Halladay agrees that there are other entities in the astral planes, but says “I have never personally met other travelers, only those I have astralled with.”
The Red-Faced Demon never speaks in the film. It has, however, spoken with Josh’s mother, Lorraine (Barbara Hershey), in her dreams, which also appear to be of a special class: lucid dreaming.
“Astral traveling is a combination of Insidious and Inception,” quips Emi Rose. Inception is technically about lucid dreaming, Leonardo DiCaprio’s character Dom is technically-aided to enter dreams to steal information or implant ideas. It is often mistaken for astral travel, but not usually weaponized in the way that film presents it. Reddit’s rogue “Astral Army” community claims they combine astral travel and remote viewing to post out-of-body surveillance reports on popular conspiracy theory obsessions like Area 51.

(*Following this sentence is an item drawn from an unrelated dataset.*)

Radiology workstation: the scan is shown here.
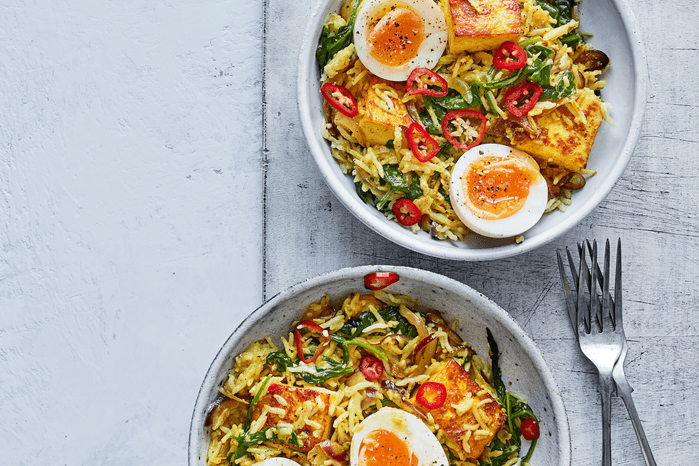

The different practices are often mistakenly considered interchangeable, but are quite different.
“With astral projection, one is sending one’s consciousness–either in part or fully–away from their body to a designated place or realm, in this world or others, for a particular purpose,” Zeena explains. “Remote viewing is when consciousness remains in the body but one can view anywhere else from afar. These two phenomena are also different from the involuntary experience colloquially known as OBE (out of body experiences), which usually spontaneously occurs in conjunction with trauma, near death experiences, or extreme stressors or ecstasy.”
In the overall arc of the Insidious franchise, the Further is much vaster than originally imagined, and the source and tool of mystical workings.
“There is a difference between Occultist practices and some, though not all, Esoteric Traditions,” says Halladay. “Occultists, past and present, generally accept astral projection as a regular part of their practice. Eurocentric pagan traditions do not make it a part of their regular practice.”
Though a fan of the film, Rose thought “Insidious focused too much on the shadow side of the astral plane. The movie portrayed the astral world as a scary dark place with only negative entities waiting to take over your body. So many more things occur in our dream world that we can conceive beyond bad scenarios. It is where we can conduct unfinished business, live out fantasies, replay or create scenarios, and travel to places we cannot do in our waking life.”
Late 18th century occult orders Golden Dawn and the Theosophists believed they could journey to other worlds, heavens and hells, and astrological spheres through etheric travel. In the 1999 book, Astral Dynamics, Robert Bruce calls it the “Real Time Zone,” and says it is the non-physical dimension-level closest to the physical. The New Age movement actively promotes the brighter, more enlightening aspects of the Further, to the point where the practice is on the precipice of mainstream thought.
Insidious isn’t the first film to venture beyond physical realms, but its ongoing franchise is proof the inner universe is expanding.
Insidious is streaming on Netflix now.